The other sounds came from a Oberheim Matrix-1000, one deep sounding voice like sound to fatten the already broad sound of Mr. Pletscher's bass and another one to simulate the howling winds in the Bardo (if there is such a thing there ...). Good question. Is there wind in the Bardo? If wind, what kind of wind? There must be wind, as only in Nirwana is there the state of no-wind. It must be carmic wind, I suppose. Is there any other wind than carmic wind? Any motion has a reason. This reason sets karma in motion, something starts moving and brews up more karma. You can't stop karma by not moving. Perhaps you could try not to breathe. Hold your breath! Life is too exciting to think about breathing. If not, why not? What's wrong? Stuck in a golden cage?
 


 


This is a beautiful place, a bridge next to
"Wegerl im Helenental". Beethoven must have
crossed this bridge often to walk there. We will
cross our bridge. Whereever we may go. It could
might as well be a bright sunshine day. And
someone might hold our heart, our neck and our
brain.
 

About the Lyrics
 
Seems to be that some of this is not easy to be understood. Let me illuminate this: This is about having died. The Bardo Thödol is something like a manual to know what to do when you are dead. Of course the best thing to do is to read the Bardo Thödol carefully while you are still alive. The really good thing to do, as is practiced in Tibet, is to have it read aloud to your corpse while your etheral body is still connected and can still hear life on Earth talking to you. At the other side of all this here, from the place you are being dead, you can't communicate with the people you have left behind. It's all just one way. You can hear the survivers wailing, but they can't hear you. It's a one way intercom only. What a dirty trick.
 
First of all, it could well be that you can't take what you are confronted with. All this is sending you bonkers, the lights, the visions, the music and noise.
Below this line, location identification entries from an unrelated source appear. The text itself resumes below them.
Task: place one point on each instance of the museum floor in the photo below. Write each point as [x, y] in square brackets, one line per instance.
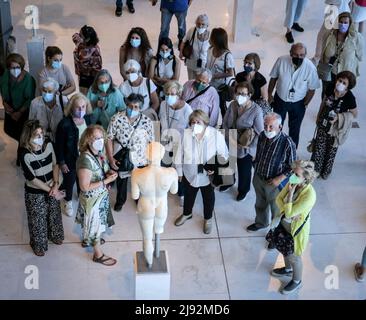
[227, 264]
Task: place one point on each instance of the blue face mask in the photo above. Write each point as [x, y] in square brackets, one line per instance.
[56, 64]
[104, 86]
[47, 97]
[132, 113]
[135, 43]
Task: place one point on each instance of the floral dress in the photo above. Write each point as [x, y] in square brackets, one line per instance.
[94, 211]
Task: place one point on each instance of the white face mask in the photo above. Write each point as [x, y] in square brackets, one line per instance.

Accustomed to everyday life and it's desires you may (hopefully not) miss your chance for enlightenment and sink downwards towards a more and more dense environment that is slowly pulling you towards reincarnation.
 
Being reborn among the Gods is nice, but that too is limited, they too die. But coming back to Earth as a human or – God forbid – an animal can be quite awful. For this reason you are confronted with the pleasant spirits, and if this doesn't work out you get the wrathful ones. What this piece of music is about is the last day with the nice ones. There are certain mandala-like visions to recieve, and here is an interesting aspect to this: None of this exists and everything you experience ist merely your own projection, the Gods and the Demons. I think quite a few Hindus won't go with that. Let's go on: Here is your last chance with the nice ones helping you out while all you are being is dazed and confused. These are the spirits of wisdom and science. Mind you, some have quite a fierce appearance. They sit in boats that have sails of skin and could scare the hell out of you (how convenient).
 
So you get to see the Devas (Gods) that have always been around you. A spirit that cares for your heart, the place your emotions meet and mingle. These emotions could lead you to distruction, someone does have to push the right buttons when things get out of hand. I suppose most of the time we don't notice and refer to this as having been lucky.
 
There's another chakra at your throat, another deity is sent to take care of that. And another one is on the spot for your brain, your thoughts and the balance you need in life (before and after). Let me call these three deities three sisters as they belong together. And as things are, comparing this to the Mahavidyas in Hinduism, they are like one. And at the same time three.